The South Platte raw water pipeline allows the transfer of water from South Platte Reservoir on the west side of the South Platte River to McLellan Reservoir on the east side.
The pipeline was a conventional cut and cover project with the exception of a 530-foot long tunnel under Santa Fe Drive (Highway 85) and two sets of high traffic railroad tracks. The tunnel consisted of a 72-inch steel casing pipe with a 48-inch ductile iron carrier pipe.
The photograph shows the steel pipe behind the 72-inch Akkerman Tunnel Boring Machine.
The tunnel was driven with a 72-inch Akkerman open face tunnel boring machine with removable sand shelves. Intermediate jacking stations were installed periodically within the steel jacking pipe. Upon completion of the drive, the annular space between the ground and casing pipe was grouted and the carrier pipe was jacked in on skids.

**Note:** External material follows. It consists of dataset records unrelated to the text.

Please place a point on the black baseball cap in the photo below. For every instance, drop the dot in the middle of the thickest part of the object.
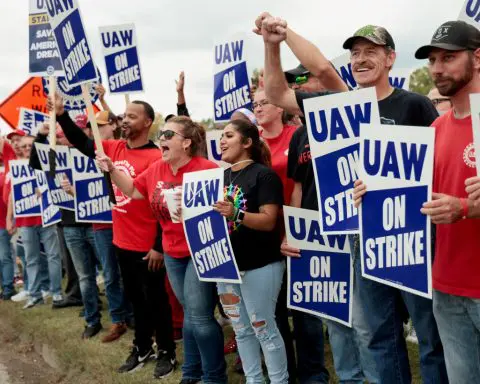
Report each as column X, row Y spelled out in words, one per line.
column 453, row 36
column 291, row 74
column 374, row 33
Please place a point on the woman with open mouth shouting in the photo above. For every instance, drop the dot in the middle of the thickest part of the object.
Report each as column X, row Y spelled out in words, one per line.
column 183, row 146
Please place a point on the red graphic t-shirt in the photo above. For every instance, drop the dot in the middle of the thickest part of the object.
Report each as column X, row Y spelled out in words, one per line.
column 457, row 250
column 134, row 226
column 152, row 183
column 279, row 149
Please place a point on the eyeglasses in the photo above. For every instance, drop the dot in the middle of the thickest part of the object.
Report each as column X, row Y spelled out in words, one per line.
column 168, row 134
column 438, row 101
column 299, row 80
column 260, row 103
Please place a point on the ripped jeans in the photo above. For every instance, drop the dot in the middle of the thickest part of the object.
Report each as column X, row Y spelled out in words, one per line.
column 251, row 307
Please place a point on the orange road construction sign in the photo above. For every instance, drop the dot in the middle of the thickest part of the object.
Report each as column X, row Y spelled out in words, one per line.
column 29, row 95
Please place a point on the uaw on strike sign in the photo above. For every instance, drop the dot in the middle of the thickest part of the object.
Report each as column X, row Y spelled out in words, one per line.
column 231, row 82
column 72, row 43
column 397, row 168
column 119, row 43
column 333, row 124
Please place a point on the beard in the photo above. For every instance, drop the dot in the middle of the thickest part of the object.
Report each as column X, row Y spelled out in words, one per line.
column 448, row 86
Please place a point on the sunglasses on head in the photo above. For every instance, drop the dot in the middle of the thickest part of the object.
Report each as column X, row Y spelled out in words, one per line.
column 299, row 80
column 168, row 134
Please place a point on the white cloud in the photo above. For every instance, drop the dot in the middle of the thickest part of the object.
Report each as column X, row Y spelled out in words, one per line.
column 178, row 35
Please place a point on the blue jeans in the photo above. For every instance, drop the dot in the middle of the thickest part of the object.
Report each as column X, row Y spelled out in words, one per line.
column 382, row 307
column 111, row 273
column 458, row 320
column 33, row 238
column 81, row 246
column 251, row 307
column 6, row 262
column 202, row 335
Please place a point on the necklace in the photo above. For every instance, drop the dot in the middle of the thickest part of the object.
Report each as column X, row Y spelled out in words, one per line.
column 239, row 173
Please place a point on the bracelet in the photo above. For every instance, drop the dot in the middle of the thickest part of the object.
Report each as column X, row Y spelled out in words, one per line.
column 464, row 208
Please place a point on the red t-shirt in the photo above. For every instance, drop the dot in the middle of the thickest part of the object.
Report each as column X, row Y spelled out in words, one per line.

The tunnel encountered three geologic units. The uppermost was a soft to medium stiff silty clay. Below it was a very clean, coarse sand with local cobble zones. Within the coarse sand, stiff to hard clay zones (mud lenses) were encountered. Cover ranged from 12 to 22 feet and the tunnel remained above the groundwater table. The tunnel encountered full faces of all three geologic units, as well as mixed conditions.
Deere & Ault’s staff performed the geotechnical investigation, designed the tunnel, and provided full time construction engineering services during tunneling.